Zum Artikel: Ereignisse im Nahost-Konflikt aus KW 45 im Rückblick

Geiseln auf medizinische Hilfe angewiesen

Niemand aus Yuvals Familie wurde ermordet. Yuvals Vater und sein Onkel wurden nach Gaza verschleppt. Eine freigelassene Geisel hatte das bestätigt. Alex Yuval braucht nach seinem Herzinfarkt vor einigen Jahren Medikamente. 25 Geiseln aus Nir Oz sind älter als 75 Jahre. Alle brauchen medizinische Hilfe.

Unter den Zuhörern an diesem Abend ist auch eine Mitarbeiterin der Gedenkstätte Haus der Wannseekonferenz, die Alex Yuval gut kennt, weil sie bei ihm an einigen Weiterbildungsseminaren zum Thema "Vermittlung des Holocaust" teilgenommen hat. Anna Rosenhain-Osowska beschreibt Alex als geistreichen, humorvollen Historiker mit Herz und Seele und einem sehr guten Gedächtnis. Er habe viel Chuzpe. "Als gehört haben, er wurde verschleppt, dachten wir: Der wird sich nicht auf der Nase rumtanzen lassen", so Rosenhain-Osowska.
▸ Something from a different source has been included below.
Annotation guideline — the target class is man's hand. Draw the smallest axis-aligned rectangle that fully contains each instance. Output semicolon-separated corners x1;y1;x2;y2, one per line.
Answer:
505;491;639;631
Auf der Suche nach Kontakten in den arabischen Raum

Ob Alex noch lebt, wie es ihm geht, niemand weiß es. Yuval hat in Polen Präsident Andrzej Duda getroffen. Er hat in Italien mit Regierungsvertretern gesprochen. Er hat in Berlin mit dem Vorsitzenden des Auswärtigen Ausschusses, Michael Roth, geredet, mit der Kulturstaatsministerin und dem Leiter des Krisenreaktionszentrums im Auswärtigen Amt. Er hofft, dass irgendjemand Kontakte nutzen könnte, um die Geiseln nach Hause zu holen. Es geht ihm nicht allein um seinen Vater, das betont er. Und er will mit seiner Geschichte und der seiner Familie aufrütteln, er will sie verbreiten gegen die Gleichgültigkeit, die er nicht bei Politikern, aber in der Bevölkerung europäischer Länder zu spüren meint. Vielleicht ist auch an diesem Abend im Haus der Wannseekonferenz irgendein Gast dabei, so hofft er, der jemanden kennt, der Kontakte hat in den arabischen Raum.

"Die Zeit rennt uns davon"

"Wir haben keine Zeit. Die Zeit rennt uns davon", sagt Yuval. "Sie haben auch ein neun Monate altes Baby mitgenommen. Wie kann es in solch einer Situation überleben?" Schweigen. Yuval kämpft. Er ist dankbar für die Unterstützung, aber er spürt, dass die Möglichkeiten, zu helfen, zu gering sind. Volker Beck, Präsident der deutsch-israelischen Gesellschaft, sieht momentan keinen Weg, um die Situation zu lösen. Er fasst zusammen: "Unsere Schmerzen sind deren Waffen, das macht die Situation so schwierig. Wir können nur hoffen und beten für die Geiseln, dass sie bei guter Gesundheit bald zurückkehren können zu ihren Liebsten."